The police chief for Salahuddin province was fired following the escape.
Previously, on September 1, 2011, Iraqi authorities reported that 35 prisoners tunneled their way out of a jail in Al-Faisaliyah in central Mosul. The prisoners were mostly Al-Qaeda members; U.S. military troops assisted in the search for the escapees, and 21 were recaptured.

The prisoners used metal plates and iron bars to dig nearly 150 feet out of the jail, according to a senior officer in the Mosul police department who did not want to be identified because he was not authorized to speak about the escape. He acknowledged that investigators were checking whether the prisoners had received inside help.

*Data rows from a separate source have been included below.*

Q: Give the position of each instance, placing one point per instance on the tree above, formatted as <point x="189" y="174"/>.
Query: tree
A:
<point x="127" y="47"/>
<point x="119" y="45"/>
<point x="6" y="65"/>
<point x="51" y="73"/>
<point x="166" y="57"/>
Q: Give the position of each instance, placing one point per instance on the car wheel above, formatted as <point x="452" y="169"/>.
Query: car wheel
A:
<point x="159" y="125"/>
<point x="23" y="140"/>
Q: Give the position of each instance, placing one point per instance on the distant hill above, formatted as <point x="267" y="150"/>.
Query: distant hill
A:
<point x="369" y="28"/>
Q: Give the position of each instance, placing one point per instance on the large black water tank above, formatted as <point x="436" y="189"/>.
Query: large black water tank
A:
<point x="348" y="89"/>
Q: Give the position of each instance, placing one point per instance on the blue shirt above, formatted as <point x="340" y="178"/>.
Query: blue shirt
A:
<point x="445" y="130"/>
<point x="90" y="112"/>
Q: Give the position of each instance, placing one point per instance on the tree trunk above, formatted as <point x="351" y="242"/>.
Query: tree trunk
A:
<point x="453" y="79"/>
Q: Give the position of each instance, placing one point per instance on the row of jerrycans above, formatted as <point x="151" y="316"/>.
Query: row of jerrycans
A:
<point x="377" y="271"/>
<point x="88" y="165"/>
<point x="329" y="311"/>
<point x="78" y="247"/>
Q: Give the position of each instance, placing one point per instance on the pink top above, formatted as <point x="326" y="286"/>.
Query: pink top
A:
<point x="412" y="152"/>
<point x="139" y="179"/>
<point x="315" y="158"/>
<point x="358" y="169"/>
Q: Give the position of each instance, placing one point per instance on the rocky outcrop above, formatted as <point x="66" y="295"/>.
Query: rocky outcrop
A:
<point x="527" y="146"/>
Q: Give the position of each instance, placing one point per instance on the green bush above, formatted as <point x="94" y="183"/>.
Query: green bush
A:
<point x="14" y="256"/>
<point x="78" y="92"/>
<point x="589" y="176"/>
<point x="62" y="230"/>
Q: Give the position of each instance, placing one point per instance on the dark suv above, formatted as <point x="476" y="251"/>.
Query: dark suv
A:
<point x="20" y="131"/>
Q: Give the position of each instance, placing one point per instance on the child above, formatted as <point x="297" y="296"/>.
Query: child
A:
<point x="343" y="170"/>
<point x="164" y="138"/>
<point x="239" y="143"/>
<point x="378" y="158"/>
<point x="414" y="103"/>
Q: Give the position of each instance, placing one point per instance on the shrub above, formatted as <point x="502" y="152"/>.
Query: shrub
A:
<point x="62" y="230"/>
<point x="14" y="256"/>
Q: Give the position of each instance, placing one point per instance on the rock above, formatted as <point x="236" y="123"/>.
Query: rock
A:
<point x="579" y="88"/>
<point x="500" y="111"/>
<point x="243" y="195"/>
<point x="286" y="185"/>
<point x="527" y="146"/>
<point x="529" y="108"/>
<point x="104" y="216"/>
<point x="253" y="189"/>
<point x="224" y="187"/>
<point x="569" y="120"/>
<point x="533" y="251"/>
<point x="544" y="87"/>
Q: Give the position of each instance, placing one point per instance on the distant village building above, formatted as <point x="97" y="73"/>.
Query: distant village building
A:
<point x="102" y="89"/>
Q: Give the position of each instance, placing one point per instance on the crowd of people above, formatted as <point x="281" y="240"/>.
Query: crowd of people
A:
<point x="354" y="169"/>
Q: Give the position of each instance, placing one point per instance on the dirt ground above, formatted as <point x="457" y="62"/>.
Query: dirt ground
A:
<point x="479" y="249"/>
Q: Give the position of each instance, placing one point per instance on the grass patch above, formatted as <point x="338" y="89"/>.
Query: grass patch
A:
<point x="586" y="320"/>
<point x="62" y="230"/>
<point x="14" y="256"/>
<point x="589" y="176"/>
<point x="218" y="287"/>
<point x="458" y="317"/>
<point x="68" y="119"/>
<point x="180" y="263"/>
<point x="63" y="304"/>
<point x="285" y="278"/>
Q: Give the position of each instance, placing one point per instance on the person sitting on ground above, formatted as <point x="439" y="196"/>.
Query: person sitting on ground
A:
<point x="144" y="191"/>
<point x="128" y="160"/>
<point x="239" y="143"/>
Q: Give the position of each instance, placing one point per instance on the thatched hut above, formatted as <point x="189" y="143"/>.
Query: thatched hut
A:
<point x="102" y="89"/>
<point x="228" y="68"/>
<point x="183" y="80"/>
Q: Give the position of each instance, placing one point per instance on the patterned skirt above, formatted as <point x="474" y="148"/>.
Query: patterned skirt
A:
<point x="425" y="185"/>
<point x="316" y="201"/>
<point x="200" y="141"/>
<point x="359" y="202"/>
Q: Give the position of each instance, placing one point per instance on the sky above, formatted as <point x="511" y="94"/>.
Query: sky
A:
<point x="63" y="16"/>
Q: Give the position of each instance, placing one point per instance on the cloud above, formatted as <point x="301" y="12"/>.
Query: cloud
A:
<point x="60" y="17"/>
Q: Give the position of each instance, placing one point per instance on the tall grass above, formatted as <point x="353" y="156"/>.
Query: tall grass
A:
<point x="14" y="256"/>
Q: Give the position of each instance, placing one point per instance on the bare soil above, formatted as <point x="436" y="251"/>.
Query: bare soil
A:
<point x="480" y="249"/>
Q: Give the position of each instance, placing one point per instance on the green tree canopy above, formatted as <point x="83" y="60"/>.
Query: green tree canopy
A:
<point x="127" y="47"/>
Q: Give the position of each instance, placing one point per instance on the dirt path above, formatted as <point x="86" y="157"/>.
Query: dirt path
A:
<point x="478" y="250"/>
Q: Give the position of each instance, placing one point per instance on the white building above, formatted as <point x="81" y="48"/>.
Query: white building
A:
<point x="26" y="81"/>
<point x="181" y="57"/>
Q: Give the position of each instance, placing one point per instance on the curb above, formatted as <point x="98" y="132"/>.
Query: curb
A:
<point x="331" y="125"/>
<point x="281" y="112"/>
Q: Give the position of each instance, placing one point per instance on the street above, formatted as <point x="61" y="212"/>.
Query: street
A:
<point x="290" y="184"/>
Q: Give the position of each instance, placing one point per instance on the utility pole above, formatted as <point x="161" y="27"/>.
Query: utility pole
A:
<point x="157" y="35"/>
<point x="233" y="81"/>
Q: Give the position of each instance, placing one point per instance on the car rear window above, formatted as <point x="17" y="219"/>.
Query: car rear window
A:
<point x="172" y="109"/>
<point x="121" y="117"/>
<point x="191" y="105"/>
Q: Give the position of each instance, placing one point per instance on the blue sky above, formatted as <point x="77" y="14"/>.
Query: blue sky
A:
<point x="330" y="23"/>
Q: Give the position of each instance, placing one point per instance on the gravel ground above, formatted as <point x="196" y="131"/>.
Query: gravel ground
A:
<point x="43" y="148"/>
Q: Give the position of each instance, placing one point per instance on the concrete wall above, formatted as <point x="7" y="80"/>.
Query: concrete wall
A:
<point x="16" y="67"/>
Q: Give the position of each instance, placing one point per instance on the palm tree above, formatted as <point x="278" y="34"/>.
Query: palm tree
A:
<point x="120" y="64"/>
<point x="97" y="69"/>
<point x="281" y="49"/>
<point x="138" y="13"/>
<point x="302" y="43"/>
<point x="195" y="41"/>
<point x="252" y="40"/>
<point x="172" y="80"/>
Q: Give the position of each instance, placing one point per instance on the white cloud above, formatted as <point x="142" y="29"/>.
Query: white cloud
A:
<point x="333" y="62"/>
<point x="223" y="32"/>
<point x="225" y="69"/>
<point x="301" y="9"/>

“It’s really early to decide whether there is collusion, but we have to admit that there is great negligence and every-body should be questioned about it,” he said. To that end, all employees at the facility were detained.

Kurdish lawmaker Mohammed Taha blamed security forces for the Mosul escape. “We have to admit that the insurgents control the situation and they have the initiative,” he stated.

The incidents in Tikrit and Mosul are just two examples of numerous jail breaks and violent disturbances at prisons across Iraq. On August 6, 2011, four prisoners and a guard were killed during an escape attempt at a facility in Hillah [see: PLN, Nov. 2011, p.50], while eleven prisoners and six police officers died during a disturbance at a Baghdad jail in May 2011.